We have two 11.2 databases in a DG relationship. The logs are written to an NFS share on the standby node then applied. I am seeing what appears to be corruption in the logs, either during the log transfer or when they are written to disk on the standby node. I say the logs appear corrupted because a)Oracle complains when trying to apply them (ORA-00317: file type 0 in header is not log file); b)running the destination log file through od shows almost all nulls; and c)running the destination log file through strings gives only a few lines. Running the source log files through od and strings yield a lot of information, which I'm using as the definition of a "good" log file.
When the log files are manually copied over to the standby with ssh, and then applied, it works fine; which initially points me to the log transfer process, but if we use the same process and point to a different NFS share, it works fine (which points me to the NFS share, but the same data written via ssh appears fine...).

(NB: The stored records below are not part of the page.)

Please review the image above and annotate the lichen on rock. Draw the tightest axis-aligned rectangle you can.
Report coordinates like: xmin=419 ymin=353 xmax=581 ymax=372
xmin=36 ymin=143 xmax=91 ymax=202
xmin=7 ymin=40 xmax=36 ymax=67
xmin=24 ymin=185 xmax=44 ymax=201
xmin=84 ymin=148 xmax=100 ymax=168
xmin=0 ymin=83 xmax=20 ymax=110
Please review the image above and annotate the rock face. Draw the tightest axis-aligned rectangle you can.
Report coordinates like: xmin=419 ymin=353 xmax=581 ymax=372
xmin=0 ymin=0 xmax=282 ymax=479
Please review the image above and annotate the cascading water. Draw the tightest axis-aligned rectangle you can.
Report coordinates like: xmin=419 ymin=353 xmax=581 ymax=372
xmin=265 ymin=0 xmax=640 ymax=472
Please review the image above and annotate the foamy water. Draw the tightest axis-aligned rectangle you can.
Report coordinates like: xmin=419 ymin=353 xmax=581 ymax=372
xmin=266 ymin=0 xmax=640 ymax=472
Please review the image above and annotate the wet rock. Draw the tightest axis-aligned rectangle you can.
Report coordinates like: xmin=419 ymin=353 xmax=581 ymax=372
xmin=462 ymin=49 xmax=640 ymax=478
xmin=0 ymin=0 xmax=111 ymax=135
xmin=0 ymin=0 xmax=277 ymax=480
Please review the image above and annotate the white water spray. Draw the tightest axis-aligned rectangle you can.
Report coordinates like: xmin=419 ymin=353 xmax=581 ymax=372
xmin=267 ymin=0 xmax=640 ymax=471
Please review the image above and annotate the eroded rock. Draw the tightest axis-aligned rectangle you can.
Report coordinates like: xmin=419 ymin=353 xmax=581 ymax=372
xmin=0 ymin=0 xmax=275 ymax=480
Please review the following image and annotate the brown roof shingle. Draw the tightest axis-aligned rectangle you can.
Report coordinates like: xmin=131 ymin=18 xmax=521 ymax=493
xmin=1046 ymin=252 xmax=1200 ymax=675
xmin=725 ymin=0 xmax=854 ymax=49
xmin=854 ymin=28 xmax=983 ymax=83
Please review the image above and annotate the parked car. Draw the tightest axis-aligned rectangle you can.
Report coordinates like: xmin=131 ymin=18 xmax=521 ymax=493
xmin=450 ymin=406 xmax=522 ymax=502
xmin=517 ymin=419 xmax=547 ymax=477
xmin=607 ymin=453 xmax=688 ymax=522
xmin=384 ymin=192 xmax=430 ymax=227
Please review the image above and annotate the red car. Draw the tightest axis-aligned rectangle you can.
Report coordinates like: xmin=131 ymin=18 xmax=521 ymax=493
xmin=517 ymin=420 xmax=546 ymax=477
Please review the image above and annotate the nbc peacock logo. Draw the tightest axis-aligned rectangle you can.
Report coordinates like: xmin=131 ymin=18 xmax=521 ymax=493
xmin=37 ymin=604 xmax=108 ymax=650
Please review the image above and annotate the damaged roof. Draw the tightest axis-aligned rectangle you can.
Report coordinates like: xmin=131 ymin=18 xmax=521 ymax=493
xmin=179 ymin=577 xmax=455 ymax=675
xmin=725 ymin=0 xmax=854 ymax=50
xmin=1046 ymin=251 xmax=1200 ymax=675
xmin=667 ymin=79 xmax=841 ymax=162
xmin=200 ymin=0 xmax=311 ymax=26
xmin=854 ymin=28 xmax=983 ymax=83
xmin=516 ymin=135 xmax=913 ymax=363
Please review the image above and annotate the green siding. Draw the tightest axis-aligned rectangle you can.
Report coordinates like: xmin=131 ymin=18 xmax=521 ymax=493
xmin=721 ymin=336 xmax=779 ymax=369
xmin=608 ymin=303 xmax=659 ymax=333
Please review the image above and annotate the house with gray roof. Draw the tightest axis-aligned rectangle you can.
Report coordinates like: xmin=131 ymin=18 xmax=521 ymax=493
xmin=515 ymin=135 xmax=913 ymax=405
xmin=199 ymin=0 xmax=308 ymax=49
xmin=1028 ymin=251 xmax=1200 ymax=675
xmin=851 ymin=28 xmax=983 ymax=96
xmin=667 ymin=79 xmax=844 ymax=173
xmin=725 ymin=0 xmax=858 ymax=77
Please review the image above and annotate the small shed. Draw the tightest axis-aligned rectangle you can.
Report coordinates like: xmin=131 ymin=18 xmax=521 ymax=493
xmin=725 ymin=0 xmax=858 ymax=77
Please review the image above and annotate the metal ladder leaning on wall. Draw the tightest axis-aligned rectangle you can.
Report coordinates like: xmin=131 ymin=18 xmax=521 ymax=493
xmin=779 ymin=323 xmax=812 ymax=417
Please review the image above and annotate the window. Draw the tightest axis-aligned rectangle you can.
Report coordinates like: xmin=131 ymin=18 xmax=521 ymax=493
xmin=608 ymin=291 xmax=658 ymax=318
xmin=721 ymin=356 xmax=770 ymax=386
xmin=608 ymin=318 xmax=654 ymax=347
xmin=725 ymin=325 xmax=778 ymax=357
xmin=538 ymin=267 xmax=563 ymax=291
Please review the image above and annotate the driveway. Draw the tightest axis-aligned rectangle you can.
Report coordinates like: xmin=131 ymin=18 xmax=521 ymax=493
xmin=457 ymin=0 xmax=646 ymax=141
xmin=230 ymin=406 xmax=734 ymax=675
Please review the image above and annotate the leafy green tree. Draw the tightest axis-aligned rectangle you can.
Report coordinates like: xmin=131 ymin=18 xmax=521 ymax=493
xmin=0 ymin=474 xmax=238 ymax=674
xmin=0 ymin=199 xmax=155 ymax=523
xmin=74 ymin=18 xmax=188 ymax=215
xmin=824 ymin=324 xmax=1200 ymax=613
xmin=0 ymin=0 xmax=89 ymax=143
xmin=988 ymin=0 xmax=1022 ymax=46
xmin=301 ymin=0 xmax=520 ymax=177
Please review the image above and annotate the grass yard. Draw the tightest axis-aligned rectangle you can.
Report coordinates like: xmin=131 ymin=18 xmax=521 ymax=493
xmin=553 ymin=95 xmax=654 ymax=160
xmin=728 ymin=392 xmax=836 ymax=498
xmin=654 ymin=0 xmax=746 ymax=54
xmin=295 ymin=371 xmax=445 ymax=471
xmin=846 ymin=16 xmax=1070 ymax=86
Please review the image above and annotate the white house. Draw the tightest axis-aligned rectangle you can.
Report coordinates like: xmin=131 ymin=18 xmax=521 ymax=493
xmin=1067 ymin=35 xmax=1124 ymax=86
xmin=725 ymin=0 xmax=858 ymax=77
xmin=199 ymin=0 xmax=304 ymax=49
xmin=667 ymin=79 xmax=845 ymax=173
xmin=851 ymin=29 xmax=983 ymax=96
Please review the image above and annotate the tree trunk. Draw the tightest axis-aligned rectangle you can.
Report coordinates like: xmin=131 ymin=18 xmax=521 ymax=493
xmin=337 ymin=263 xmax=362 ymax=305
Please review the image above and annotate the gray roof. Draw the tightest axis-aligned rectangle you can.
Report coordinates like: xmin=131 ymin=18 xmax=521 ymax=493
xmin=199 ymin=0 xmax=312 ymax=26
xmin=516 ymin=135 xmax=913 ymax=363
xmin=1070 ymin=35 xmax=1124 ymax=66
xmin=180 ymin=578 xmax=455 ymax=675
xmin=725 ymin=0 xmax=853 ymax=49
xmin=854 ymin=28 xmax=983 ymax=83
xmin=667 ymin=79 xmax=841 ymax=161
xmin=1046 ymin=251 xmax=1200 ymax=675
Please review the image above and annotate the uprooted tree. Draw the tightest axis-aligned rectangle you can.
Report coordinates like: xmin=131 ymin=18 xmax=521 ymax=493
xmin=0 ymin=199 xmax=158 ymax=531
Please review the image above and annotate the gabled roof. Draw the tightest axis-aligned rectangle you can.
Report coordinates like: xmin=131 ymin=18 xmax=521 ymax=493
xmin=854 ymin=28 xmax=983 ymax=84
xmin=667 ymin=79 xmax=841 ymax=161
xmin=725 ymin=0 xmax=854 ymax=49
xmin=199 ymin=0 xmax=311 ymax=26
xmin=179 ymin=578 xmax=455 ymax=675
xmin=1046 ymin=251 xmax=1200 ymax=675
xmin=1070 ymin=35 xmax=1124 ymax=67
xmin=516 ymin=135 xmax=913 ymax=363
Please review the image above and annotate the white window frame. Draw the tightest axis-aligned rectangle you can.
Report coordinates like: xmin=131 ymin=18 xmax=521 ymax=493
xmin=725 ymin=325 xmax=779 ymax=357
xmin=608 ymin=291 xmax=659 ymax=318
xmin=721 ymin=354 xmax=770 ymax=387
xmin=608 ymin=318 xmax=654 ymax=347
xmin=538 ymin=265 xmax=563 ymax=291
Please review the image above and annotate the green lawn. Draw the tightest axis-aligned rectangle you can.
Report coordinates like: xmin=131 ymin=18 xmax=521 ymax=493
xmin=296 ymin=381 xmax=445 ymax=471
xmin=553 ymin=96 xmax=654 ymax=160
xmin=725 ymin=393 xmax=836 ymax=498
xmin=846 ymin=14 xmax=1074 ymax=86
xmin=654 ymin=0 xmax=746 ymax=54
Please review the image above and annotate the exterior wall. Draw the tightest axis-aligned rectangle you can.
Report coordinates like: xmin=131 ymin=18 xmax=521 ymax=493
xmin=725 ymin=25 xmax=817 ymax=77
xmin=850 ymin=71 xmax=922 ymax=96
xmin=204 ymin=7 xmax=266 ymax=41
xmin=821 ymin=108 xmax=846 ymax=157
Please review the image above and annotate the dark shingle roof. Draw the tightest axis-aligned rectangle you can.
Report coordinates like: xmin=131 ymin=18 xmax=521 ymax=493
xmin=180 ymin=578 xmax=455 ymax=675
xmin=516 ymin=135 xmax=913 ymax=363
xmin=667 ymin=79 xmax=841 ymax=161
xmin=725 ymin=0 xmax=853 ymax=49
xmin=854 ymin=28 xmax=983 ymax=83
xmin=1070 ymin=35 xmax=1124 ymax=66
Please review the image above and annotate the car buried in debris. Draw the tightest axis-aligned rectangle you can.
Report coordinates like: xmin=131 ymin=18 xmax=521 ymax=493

I'm currently trying to trace the data path using tcpdump and strace; I'd like to watch the output stream from the production node, compare it to the source log file, the input stream on the standby node, and the destination log file.
One thing I've noticed iis that the logs on the standby seldom match the logs on the production node. Sometimes they do - but sometimes they differ, usually only by a few bytes, but not at the same spot. For example, one set of logs will match, another will differ by 2 bytes at 100 and 101, and another will differ by 2 bytes at 110 and 115. Also, in my initial attempts at comparing the network traffic with the source log file, I've been unable to find an exact match.
So my questions are:
1. Is it expected that the log on the standby node may not be identical to the log on the production node, and is there any pattern to the differences?
2. Is it expected that the stream written to the network during log transfers may not match the production log?
3. Is there a better way to troubleshoot this?
Thanks for the reply! I neglected to mention that the logs that differ by a few bytes on the standby node get applied just fine - which is why I thought it might be possible that the log transfer process might alter the file a bit - though if that were the case, I would expect ALL log files to differ with the same byte count and location. The log files that are corrupted are obviously so - they are full of nulls.
Of the two links you suggested - when I'm switching between the working NFS mount and the non-working NFS mount, the mount options are the same, so I don't think that can be the issue. The only difference in the NFS mounts is that one sits behind a 10G LACP interface, the other sits behind a 1G interface - shouldn't really be an issue that I can see. I DO see a few errors on the 1G link - which I find highly suspect - but I can't explain why the errors would only manifest during the DG log transfer and not an ssh copy. I am working with NetApp on that topic, but I wanted to try troubleshooting this from the Oracle side as well.